A Modern Data Warehouse Architecture: Part 3 – Build an EDW Annex

In the first two post of this series (here and here) I first suggested that Hadoop could be effectively used as the platform for staging and then suggested that a modern warehouse would have a federation layer that turned it into a logical data warehouse. Figure 3 depicts this extended architecture.

Figure 3. A Logical EDW

But if we have both Hadoop and a federation layer implemented… and we recognize the economics associated with moving data to Hadoop… Hadoop provides a 5X-50X price advantage over a commercial very large DBMS product… and we can move data from the expensive environment to the low-cost environment without impacting any applications… then we have the opportunity to move governed EDW data to Hadoop and place it into a Hadoop EDW Annex. Figure 4 shows this.

An EDW Annex

Now you might suggest that there is an impact… Hadoop will be significantly slower than a commercial EDW platform (for now…). But experienced EDW architects understand that in the classic architecture we had to co-locate data in a single database to join the data. So, we put all of the data, hot and cold data, in our EDW even though the service levels required for queries that touch old cold historical data did not justify the power and price of the EDW infrastructure. We had to but did not need to. We knew, if only implicitly, that most EDW queries touch a small subset of the data. Following the ratio suggested by Teradata (see the reference here) that 90% of the queries touch only 20% of the data we can imagine a system where 80% of the data resides in Hadoop to service 10% of the queries… and only that 10% experiences Hadoop performance.

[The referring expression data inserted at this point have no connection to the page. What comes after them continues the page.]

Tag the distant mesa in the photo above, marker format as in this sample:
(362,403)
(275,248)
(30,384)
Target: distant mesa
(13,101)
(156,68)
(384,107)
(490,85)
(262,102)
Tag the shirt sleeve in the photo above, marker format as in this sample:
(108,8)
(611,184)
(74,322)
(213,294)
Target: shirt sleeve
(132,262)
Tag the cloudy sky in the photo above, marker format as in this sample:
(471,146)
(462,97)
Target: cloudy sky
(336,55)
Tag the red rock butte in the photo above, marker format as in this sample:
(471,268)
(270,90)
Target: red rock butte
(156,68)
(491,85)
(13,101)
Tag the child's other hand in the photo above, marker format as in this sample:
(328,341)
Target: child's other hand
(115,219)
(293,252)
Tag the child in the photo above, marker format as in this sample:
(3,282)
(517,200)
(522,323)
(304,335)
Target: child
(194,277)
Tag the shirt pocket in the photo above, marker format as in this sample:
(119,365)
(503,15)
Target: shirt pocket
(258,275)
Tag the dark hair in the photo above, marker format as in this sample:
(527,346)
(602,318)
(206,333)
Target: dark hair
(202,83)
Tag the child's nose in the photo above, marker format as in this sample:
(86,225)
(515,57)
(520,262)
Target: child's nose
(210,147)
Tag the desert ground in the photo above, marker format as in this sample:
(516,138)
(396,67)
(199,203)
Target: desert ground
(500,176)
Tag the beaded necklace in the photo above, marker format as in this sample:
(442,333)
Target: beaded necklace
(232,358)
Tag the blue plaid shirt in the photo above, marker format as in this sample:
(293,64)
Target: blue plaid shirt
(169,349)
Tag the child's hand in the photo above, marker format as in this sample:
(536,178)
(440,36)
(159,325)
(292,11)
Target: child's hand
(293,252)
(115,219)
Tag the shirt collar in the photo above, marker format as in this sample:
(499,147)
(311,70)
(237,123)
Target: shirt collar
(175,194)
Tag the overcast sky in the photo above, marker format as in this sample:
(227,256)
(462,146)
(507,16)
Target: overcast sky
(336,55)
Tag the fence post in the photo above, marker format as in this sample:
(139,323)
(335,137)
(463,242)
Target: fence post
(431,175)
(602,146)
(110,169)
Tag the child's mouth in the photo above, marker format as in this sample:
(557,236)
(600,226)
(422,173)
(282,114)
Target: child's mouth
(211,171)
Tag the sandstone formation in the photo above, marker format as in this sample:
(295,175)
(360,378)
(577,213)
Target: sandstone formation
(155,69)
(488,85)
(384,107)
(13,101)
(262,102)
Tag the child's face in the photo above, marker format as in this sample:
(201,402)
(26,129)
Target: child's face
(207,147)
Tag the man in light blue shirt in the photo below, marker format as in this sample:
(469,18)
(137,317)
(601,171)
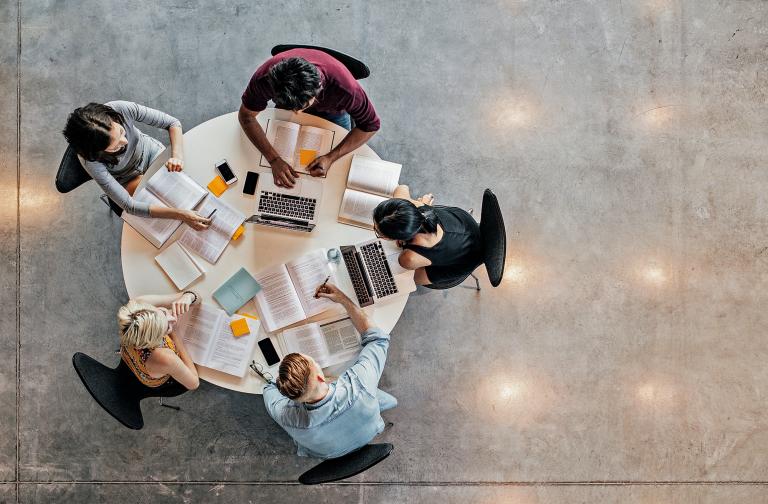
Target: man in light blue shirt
(328,420)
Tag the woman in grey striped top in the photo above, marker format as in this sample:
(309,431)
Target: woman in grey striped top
(116,154)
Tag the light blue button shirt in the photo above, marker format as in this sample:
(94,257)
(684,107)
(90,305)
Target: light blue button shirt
(348,417)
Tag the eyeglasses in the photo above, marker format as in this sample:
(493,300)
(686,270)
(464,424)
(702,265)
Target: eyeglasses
(259,370)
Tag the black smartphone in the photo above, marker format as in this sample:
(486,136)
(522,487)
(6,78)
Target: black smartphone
(269,352)
(251,179)
(226,172)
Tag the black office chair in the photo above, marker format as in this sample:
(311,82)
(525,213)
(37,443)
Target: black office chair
(347,465)
(357,68)
(72,175)
(118,391)
(494,238)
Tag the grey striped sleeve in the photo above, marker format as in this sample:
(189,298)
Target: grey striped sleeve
(115,191)
(145,115)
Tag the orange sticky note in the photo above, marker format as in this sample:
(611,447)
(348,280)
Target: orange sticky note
(239,327)
(217,186)
(306,156)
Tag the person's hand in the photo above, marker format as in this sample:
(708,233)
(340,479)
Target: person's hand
(319,166)
(283,174)
(330,291)
(175,164)
(181,304)
(195,220)
(427,199)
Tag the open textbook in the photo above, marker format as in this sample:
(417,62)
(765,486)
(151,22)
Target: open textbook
(329,344)
(288,290)
(370,182)
(210,342)
(165,189)
(210,243)
(297,145)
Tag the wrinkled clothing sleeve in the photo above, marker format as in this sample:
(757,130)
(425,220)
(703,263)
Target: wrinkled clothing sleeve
(115,191)
(145,115)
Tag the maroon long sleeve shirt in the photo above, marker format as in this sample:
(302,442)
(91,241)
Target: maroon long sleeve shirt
(340,91)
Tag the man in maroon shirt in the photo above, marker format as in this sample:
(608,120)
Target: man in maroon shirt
(307,80)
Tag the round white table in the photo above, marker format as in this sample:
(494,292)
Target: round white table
(260,246)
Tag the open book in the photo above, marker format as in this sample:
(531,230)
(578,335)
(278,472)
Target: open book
(210,342)
(210,243)
(288,290)
(297,145)
(165,189)
(370,182)
(329,344)
(180,266)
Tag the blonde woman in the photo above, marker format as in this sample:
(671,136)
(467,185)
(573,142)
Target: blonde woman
(148,345)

I suggested this approach for Teradata here… but an architecture with an EDW Annex to store cleansed governed historical data works for any expensive RDBMS that can federate with Hadoop: Exadata, Netezza, Teradata, or HANA.

This concludes this series… sort of. I’ll post soon to express more about how this architecture provides long-term strategic value. I think that these three concepts: Hadoop as an EDW staging area, federation and logical data warehousing, and Hadoop as an EDW Annex; provide the foundation for a modern EDW… and I imagine that over the next several years this will become the reference architecture most of us will build to.